How to ensure your new expat workers don’t have breakdowns
Moving overseas, whether it’s a reassignment, a personal decision or a retirement dream, is always stressful, but recent articles on how to stay sane or at least in charge of the procedure are concentrating on the damage to expats’ mental health of a change of scenery. One stressor usually mentioned is separation from family members back home, although many would-be expats offered a reassignment would consider this a more important bonus than an increased salary! A recent US study on the issue outlines poor mental health as one consequence of taking on an overseas assignment and urges HR managers to encourage ‘wellness in the workplace’.
Other articles suggest managers should instigate pre-assignment mental checks in order to identify issues needing to be addressed before the leaving date.
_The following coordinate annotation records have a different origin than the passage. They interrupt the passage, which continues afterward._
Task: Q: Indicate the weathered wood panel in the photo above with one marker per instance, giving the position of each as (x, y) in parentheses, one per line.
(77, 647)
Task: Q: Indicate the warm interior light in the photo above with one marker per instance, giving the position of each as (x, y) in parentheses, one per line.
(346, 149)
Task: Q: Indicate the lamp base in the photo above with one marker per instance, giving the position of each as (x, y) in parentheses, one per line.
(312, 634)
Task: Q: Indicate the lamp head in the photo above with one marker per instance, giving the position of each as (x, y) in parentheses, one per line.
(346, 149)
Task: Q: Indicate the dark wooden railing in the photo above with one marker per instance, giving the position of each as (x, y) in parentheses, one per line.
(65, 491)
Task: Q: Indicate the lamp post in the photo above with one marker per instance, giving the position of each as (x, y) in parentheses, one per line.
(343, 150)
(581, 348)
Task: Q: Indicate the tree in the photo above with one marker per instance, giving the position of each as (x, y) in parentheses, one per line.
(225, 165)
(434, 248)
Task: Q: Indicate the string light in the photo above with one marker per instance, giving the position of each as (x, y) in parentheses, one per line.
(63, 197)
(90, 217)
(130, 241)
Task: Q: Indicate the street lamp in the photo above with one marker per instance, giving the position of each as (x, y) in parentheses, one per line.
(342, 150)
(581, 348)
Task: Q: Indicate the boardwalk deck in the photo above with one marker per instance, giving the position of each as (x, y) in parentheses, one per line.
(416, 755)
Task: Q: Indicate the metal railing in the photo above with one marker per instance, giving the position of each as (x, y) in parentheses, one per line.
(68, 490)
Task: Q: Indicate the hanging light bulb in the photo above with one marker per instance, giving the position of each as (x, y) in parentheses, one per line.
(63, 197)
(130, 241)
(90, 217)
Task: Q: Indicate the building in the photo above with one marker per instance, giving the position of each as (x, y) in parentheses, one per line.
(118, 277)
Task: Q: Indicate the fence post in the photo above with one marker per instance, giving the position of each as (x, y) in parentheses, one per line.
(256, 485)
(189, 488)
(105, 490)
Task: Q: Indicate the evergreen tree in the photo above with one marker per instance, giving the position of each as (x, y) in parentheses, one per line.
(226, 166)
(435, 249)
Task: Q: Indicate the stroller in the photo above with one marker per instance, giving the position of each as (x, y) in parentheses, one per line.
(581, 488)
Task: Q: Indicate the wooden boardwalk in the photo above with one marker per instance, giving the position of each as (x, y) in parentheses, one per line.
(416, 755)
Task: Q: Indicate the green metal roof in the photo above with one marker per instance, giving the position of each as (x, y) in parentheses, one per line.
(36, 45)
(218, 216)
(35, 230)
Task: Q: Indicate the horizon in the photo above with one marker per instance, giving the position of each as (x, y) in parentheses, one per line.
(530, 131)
One article recommends searching out reliable pharmacies where regular medication can be easily obtained, thus creating a grim picture of newly arrived expats staggering around high as kites on the local version of whatever’s been prescribed back in the home country. However, one seriously sensible suggestion was not to send asthmatics to China’s mega-cities during the pollution season. Another good wheeze is to let potential new arrivals visit the destination with their families in order to get an idea of what’s in store.
Providing language lessons before the change of country is at least a practical idea, but may lead to mental health problems for would-be expats who couldn’t even get to grips with French in school. Another wheeze is give a breakdown of the political situation in the destination, with the word ‘breakdown’ likely to have another meaning in those who’re nervous about coups, revolutions and suchlike. Assigning a ‘buddy’ to help the new arrival settle in is a good idea on the face of it but, in the real world, the results could well be unexpected.
To be fair with these ’lifestyle coaches’, they only want to make things easier for newbie expats on reassignment, but holding new arrivals’ hands so tightly they can’t learn from their own mistakes many well cause more insecurity and lack of confidence, thus leading to all the mental health problems the HR experts are looking to help avoid.